By Nichole L. Torres

Opinions expressed by Entrepreneur contributors are their own.

Kids' sports--from baseball and soccer to basketball and volleyball--are hot, and entrepreneurs jumping into the sports education field are scoring big. With so many parents wanting to help their kids excel in their sport of choice, there's a big market willing to shell out good money to train young superstars-to-be. Just ask Ivan and Sherri Shulman, 44 and 46, respectively, who founded The Sports House in Houston. The all-inclusive sports training company boasts two facilities with camps, clinics and daily sports classes. It even hosts parties.

"[There's] something about sports I learned a long time ago," says Sherri. "A plumber is going to spend the same amount of money as a cosmetic surgeon to make [his or her] kid better." They're spending so much, in fact, that 2006 sales for The Sports House are projected to hit $1 million.

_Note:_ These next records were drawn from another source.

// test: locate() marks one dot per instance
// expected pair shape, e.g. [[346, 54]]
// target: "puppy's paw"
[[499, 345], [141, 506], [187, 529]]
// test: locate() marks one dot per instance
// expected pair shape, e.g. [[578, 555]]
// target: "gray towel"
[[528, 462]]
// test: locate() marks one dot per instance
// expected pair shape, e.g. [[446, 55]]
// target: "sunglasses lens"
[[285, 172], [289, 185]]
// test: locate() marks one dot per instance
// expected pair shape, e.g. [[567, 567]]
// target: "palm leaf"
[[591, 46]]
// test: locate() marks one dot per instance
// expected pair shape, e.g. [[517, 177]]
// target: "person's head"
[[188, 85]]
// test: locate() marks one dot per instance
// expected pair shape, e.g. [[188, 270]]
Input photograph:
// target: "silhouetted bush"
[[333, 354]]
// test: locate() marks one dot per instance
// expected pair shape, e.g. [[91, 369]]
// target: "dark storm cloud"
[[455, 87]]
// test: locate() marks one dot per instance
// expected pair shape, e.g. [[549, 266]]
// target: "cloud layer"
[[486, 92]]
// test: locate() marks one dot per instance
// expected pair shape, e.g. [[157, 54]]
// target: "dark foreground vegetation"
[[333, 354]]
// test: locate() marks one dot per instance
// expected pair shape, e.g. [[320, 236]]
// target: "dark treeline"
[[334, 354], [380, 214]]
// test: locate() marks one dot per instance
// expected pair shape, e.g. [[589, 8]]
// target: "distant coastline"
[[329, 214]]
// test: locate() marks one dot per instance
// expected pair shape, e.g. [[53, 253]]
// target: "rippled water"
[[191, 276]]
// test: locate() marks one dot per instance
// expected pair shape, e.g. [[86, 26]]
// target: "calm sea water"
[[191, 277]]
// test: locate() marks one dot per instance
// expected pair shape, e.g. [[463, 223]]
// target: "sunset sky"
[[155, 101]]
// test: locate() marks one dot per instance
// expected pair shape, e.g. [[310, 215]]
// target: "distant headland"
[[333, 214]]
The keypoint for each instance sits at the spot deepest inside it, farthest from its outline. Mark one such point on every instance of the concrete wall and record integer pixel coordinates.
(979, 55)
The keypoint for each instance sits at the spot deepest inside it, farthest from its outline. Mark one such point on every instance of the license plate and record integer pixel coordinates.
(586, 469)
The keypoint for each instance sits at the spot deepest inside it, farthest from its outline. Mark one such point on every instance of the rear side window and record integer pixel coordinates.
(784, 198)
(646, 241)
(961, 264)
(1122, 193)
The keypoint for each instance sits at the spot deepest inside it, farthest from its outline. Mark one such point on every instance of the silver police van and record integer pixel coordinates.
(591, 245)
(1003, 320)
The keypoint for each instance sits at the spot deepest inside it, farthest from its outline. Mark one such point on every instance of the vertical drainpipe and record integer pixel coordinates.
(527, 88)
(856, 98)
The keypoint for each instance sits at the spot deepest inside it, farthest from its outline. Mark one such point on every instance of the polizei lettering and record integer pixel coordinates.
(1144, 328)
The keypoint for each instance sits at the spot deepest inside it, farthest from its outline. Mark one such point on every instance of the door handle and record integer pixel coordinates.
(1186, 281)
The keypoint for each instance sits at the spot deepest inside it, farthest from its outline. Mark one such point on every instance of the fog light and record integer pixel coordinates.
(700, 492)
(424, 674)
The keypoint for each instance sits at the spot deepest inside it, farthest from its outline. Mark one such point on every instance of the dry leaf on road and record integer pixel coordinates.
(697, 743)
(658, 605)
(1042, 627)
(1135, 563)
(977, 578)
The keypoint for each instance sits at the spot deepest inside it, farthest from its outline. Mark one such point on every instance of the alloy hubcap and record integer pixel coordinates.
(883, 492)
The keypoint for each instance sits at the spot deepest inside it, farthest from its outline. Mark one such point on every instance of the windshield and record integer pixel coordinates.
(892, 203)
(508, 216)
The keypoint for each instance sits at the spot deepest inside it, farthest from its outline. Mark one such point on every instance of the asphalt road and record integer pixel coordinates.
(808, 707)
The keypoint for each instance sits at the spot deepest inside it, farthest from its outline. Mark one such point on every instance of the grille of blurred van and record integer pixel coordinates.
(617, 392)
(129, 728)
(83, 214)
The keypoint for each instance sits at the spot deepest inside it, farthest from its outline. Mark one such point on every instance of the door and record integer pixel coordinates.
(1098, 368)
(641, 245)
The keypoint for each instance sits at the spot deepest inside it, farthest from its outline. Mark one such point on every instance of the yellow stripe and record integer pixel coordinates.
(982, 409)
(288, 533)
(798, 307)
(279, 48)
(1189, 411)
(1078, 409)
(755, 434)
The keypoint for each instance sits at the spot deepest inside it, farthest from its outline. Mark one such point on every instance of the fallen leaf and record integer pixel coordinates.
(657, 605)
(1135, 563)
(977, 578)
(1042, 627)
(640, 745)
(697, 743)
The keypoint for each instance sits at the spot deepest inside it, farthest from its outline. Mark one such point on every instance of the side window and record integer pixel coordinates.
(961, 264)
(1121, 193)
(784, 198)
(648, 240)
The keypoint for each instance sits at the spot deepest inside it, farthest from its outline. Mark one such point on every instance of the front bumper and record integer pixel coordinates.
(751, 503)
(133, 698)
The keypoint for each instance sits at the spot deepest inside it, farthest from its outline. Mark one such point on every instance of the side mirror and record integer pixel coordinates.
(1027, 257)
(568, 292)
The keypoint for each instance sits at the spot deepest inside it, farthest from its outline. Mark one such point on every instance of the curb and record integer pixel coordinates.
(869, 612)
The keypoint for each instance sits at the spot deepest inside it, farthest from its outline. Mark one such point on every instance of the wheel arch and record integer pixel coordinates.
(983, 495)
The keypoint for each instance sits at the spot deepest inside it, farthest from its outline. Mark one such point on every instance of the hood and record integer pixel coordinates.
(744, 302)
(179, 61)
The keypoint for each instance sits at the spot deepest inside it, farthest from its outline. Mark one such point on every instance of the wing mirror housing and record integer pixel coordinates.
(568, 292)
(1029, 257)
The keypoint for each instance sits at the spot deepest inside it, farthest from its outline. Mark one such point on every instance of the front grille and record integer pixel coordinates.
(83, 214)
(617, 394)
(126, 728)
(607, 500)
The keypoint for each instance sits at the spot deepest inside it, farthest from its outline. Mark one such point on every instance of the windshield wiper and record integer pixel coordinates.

Getting into the market takes skill, notes Sally S. Johnson, executive director of the National Council of Youth Sports in Stuart, Florida. She's noticed an increase in sports interest across the board--especially in organized youth sports--and suggests startup youth-sports trainers get training. NCYS offers administrative courses for youth-sports professionals, while the American Sport Education Program offers specialized coaching training as well as many other online tools for coaches.

Getting Started
Ready to jump into kids" sports education with your own business? Consider the following before getting started:

  • Get the requisite training. If you want to start educating youngsters about sports, you have to be a master at it yourself. You should be well versed in your sport of choice, and if you lack coaching experience, be ready to bring someone in who has a background in it. Also consider sports management training and sports administrative courses, notes Sally S. Johnson, executive director of the National Council of Youth Sports in Stuart, Florida: "That type of education is imperative."
  • Assemble a great team. If you plan to open an entire training facility, make sure your entire staff is top-notch--like Ivan and Sherri Shulman, 44 and 46, respectively, did with their business, The Sports House in Houston. Make sure to conduct criminal background checks on employees, as they'll be working with children, suggests Johnson.
  • Pick a welcoming location. If you want parents to drop off their kids at your facility, you need to make it as inviting as possible. Choose a safe neighborhood and make sure every floor, window, wall and piece of equipment is shining clean, notes Ivan Shulman. Those little touches of comfort and community make parents eager to return over and over again for year-round activities.
  • Put safety first. Sports and physical education are fraught with risks, so you need to bone up on your safety and first aid training. "They don't need to know how to handle dislocations so much as they need to know the emergency first aid response," says Johnson. And don't forget insurance: After researching the type of insurance he would need, Ivan Shulman found a broker who specialized in youth and batting cage businesses.
  • Treat every kid like the next superstar. Keep it positive as you encourage kids in their particular sport. "Every parent thinks their kid is the absolute best in the world," says Sherri Shulman. Your treatment of both the children and their parents should be over-the-top enthusiastic and encouraging, making every client feel special. Why? Because it's all about building self-confidence--not just in sports, but in life.